[1.7] Setup.exe default ownership of files in fresh install [Admin:None?]

Julio Costa costaju@gmail.com
Fri Apr 17 15:35:00 GMT 2009


On Fri, Apr 17, 2009 at 14:56, Corinna Vinschen wrote:
> On Apr 17 14:22, Julio Costa wrote:
<snip>
>> Like the subject summarizes: After a fresh install of cygwin 1.7 (made
>> with local user Administrator), all folder and files ownerships from
>> cygwin root are: Administrator:None.
>>
<snip>
>> Is this an expected behaviour? Because right now it doesn't seems ok to me...
>
> But it is.  Setup for 1.7 installs the files with POSIX permissions as
> they are stored in the tar archives, rather than using the ugly Windows
> default permissions.  This is exactly what you'd expect on a Linux or
> UNIX box.

That sounds like a good (and logic) thing to do, but...

> Except in some minor cases, the default permissions are
> usually so that you get full access for the owner and read and, where
> necessary, execute permissions.

Once again, that makes sense, but...

> Why is that a problem for sharing the
> data with others?
>

Like I said in my previous mail, this is a "primary suspect" of
something not yet told about :)
I'll start another thread on that later, because there could be a
number of factors that can be contributing to my 'other' problems...
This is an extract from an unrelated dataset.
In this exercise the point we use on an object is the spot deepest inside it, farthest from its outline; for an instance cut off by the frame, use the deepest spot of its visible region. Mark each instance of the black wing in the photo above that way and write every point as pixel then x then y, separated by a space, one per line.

I think that you should be counting, if not for other reasons, with
the "WTF factor".
What I mean is: Anyone installing something with an administrator
account (member of 'Administrators') is expecting to get group-wise
permissions to the Administrators group (or 'root', using your default
translation in passwd to make it POSIX-like).
Currently it is assigned to the 'None' group. That's does not SEEM to
be useful, even if it doesn't break anything at the surface.
The mkpasswd also has the same "problem":

Administrator@vmguest ~
$ mkpasswd -l -u Administrator
Administrator:unused:500:513:U-VMGUEST\Administrator,S-1-5-21-221598610-1224240008-1772044280-500:/home/Administrator:/bin/bash

Administrator@vmguest ~
$ id
uid=500(Administrator) gid=513(None)
groups=0(root),544(Administrators),545(Users),513(None)

Why it does not show gid=544(Administrators) or even gid=0(root)? Is
this something so fundamentally different from POSIX?
There is a similar problem with a domain user:

domainuser@vmguest ~
$ mkpasswd -d -u domainuser
DOMAINUSER:unused:18606:10513:U-DOMAIN\DOMAINUSER,S-1-5-21-682003330-2049763794-1831674531-8606:/home/DOMAINUSER:/bin/bash

domainuser@vmguest ~
$ id
uid=18606(domainuser) gid=10513(Domain Users)
groups=0(root),544(Administrators),545(Users),10513(Domain Users)

Once again, a logic output should be gid=544(Administrators) or even
gid=0(root)...

In the first installations I've made I were logged on with this domain
user, and that proved to be the worst case, because the 'Domain Users'
default group assigned to the cygwin root turned Cygwin not accessible
even by Administrator(!)... see what I mean?

Shouldn't this logic for determining the primary group follow some
other... logic? For example, taking the output of whoami windows
utility, I see that the BUILTIN\Administrators group is (like for the
Administrator example) the only group marked with "Group Owner" in the
attributes... maybe this is a way to choose from?

The bottom line is... although it MAY not be breaking anything,
doesn't seems logic, specially considering the observed behaviour.